Fit model with remaining rows, and predict target variable for first
row:

```{python}
# Dataframe without dropped row
remaining_df = df.drop(index=row0_label)
# Fit on everything but the dropped row.
fit = sklm.LinearRegression().fit(
    remaining_df[x_cols],
    remaining_df[y_col])
# Use fit to predict the dropped row.
fitted_val = fit.predict(dropped_row[x_cols])
fitted_val
```

Then we keep going to generate a fitted value for every row.

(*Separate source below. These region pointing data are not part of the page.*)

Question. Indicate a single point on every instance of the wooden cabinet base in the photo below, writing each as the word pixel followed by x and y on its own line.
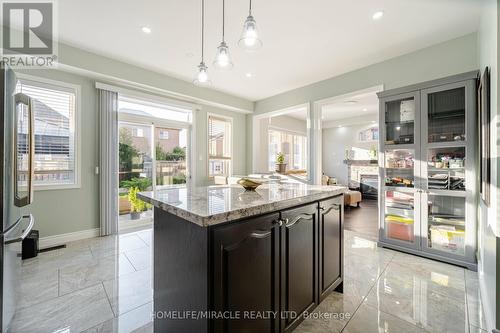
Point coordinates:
pixel 259 274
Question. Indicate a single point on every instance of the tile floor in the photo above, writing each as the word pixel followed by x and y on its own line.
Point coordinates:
pixel 104 285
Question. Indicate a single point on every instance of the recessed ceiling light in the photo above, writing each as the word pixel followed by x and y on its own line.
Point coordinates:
pixel 378 15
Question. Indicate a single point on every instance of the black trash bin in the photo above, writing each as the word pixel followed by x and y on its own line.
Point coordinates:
pixel 30 245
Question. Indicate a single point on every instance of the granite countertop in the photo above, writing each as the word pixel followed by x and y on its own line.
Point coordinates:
pixel 210 205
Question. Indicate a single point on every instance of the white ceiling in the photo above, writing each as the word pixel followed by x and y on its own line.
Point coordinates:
pixel 304 41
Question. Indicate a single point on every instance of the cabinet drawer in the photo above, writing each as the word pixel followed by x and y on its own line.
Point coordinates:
pixel 330 244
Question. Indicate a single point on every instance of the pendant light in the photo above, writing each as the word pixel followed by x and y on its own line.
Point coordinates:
pixel 202 78
pixel 222 58
pixel 249 37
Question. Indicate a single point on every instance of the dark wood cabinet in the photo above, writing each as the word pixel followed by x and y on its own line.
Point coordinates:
pixel 246 274
pixel 331 245
pixel 299 253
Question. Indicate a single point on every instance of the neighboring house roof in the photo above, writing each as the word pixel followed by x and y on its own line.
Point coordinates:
pixel 49 122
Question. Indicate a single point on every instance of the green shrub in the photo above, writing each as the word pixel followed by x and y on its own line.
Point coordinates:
pixel 141 183
pixel 136 205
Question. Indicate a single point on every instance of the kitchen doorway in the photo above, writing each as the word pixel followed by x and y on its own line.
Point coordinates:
pixel 154 147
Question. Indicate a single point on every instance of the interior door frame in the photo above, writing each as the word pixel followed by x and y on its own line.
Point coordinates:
pixel 471 155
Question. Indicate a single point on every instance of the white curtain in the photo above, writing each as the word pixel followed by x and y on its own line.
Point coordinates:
pixel 108 161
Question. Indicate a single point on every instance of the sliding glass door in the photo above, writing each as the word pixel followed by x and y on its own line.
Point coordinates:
pixel 171 151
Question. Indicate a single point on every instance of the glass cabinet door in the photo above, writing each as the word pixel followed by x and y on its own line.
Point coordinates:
pixel 446 168
pixel 446 115
pixel 399 219
pixel 400 121
pixel 446 223
pixel 399 167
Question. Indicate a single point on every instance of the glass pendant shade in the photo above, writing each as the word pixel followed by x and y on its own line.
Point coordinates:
pixel 222 57
pixel 249 38
pixel 202 78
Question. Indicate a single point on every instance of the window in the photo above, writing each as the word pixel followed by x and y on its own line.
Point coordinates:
pixel 138 132
pixel 293 146
pixel 54 108
pixel 163 134
pixel 219 146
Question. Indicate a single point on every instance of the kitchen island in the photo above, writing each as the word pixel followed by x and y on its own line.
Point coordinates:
pixel 230 260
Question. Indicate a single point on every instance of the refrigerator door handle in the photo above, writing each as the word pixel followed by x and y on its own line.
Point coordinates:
pixel 26 231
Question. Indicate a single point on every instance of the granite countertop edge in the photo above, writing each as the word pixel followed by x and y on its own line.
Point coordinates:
pixel 237 214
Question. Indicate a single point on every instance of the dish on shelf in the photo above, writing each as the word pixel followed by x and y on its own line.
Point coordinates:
pixel 398 219
pixel 447 219
pixel 250 184
pixel 447 238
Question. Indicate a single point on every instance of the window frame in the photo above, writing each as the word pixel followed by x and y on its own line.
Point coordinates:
pixel 292 146
pixel 230 159
pixel 63 86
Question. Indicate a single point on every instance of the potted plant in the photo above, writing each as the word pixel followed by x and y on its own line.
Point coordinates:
pixel 136 205
pixel 280 163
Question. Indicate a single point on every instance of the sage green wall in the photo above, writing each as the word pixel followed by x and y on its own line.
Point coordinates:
pixel 107 67
pixel 63 211
pixel 71 210
pixel 200 166
pixel 488 229
pixel 448 58
pixel 451 57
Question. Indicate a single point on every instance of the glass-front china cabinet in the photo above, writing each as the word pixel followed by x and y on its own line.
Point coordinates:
pixel 428 172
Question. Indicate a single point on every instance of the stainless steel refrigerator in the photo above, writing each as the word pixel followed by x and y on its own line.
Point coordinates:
pixel 17 147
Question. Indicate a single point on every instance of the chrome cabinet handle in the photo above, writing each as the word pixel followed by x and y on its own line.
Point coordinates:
pixel 21 98
pixel 25 233
pixel 264 234
pixel 257 234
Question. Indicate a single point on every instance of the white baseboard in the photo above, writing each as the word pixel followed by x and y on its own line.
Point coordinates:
pixel 61 239
pixel 124 225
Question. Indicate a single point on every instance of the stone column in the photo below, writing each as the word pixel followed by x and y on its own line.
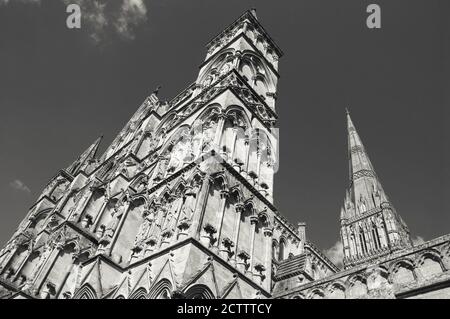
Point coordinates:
pixel 254 222
pixel 219 130
pixel 100 214
pixel 223 195
pixel 199 211
pixel 47 267
pixel 268 233
pixel 119 227
pixel 239 207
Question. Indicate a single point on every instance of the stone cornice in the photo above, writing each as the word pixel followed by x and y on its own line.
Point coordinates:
pixel 247 15
pixel 387 259
pixel 235 38
pixel 309 245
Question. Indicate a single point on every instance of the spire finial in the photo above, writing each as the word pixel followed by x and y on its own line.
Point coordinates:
pixel 156 91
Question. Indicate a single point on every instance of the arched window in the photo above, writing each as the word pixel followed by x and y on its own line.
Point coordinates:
pixel 281 248
pixel 274 250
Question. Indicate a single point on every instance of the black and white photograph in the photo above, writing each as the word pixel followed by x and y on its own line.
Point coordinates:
pixel 236 150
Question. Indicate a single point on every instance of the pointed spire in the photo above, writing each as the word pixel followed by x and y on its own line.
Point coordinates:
pixel 366 206
pixel 359 162
pixel 84 159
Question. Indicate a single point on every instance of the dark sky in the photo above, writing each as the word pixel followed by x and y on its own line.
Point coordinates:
pixel 60 90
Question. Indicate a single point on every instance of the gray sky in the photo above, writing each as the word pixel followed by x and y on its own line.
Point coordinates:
pixel 60 89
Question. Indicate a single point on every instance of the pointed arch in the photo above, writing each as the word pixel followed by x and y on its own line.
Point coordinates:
pixel 85 292
pixel 161 290
pixel 140 293
pixel 199 292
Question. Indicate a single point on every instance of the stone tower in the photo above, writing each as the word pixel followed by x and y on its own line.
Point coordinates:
pixel 180 203
pixel 370 226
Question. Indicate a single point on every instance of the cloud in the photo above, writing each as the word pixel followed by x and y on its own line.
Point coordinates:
pixel 336 254
pixel 418 240
pixel 20 186
pixel 103 19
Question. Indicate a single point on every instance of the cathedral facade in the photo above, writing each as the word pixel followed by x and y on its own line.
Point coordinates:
pixel 180 205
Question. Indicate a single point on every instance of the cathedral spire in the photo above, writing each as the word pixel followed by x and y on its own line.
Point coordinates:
pixel 85 158
pixel 370 225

Here's a function to do the leave-one-out fit for a given row label:


```{python}
def drop_and_predict(df, x_cols, y_col, row_label):
    """ Drop value identified by `row_label`, fit with rest and predict

    Parameters
    ----------
    df : DataFrame
    x_cols : sequence
        Sequence of column labels defining regressors.
    y_col : str
        Column label for target variable.
    row_label : object
        Row label of row to drop

    Returns
    -------
    fitted : scalar
        Fitted value for column `y_col` in row labeled `row_label`,
        using fit from all rows except row labeled `row_label`.
    """
    dropped_row = df.loc[row_label:row_label]
    # Dataframe without dropped row
    remaining_df = df.drop(index=row_label)
    # Fit on everything but the dropped row.
    fit = sklm.LinearRegression().fit(
        remaining_df[x_cols],
        remaining_df[y_col])
    # Use fit to predict target in the dropped row, and return.
    return fit.predict(dropped_row[x_cols])[0]
```

Use `drop_and_predict` to build a model for all rows but the first, as
above, and then predict the "Helpfulness" value of the first row.

```{python}
actual_value = df.loc[0, 'Helpfulness']
predicted_value = drop_and_predict(df,
                                   ['Clarity', 'Easiness'],
                                   'Helpfulness',
                                   0)
predicted_value
```

Fit the model, with both "Clarity" and "Easiness", and drop / predict
each "Helpfulness" value.

```{python}
predicted_with_easiness = df['Helpfulness'].copy()
for label in df.index:
    fitted = drop_and_predict(df,
                              ['Clarity', 'Easiness'],
                              'Helpfulness',
                              label)
    predicted_with_easiness.loc[label] = fitted
predicted_with_easiness
```

Get the sum of squared residuals for these predictions:

```{python}
error_both = df['Helpfulness'] - predicted_with_easiness
# Sum of squared prediction errors for larger model.
np.sum(error_both ** 2)
```

Do the same for the model with "Clarity" only.

```{python}
predicted_without_easiness = df['Helpfulness'].copy()
for label in df.index:
    fitted = drop_and_predict(df, ['Clarity'], ['Helpfulness'], label)
    predicted_without_easiness.loc[label] = fitted
error_just_one = df['Helpfulness'] - predicted_without_easiness
# Sum of squared prediction errors for smaller model.
np.sum(error_just_one ** 2)
```

The model without "Easiness" does a slightly *better* job of predicting, with leave-one-out cross-validation.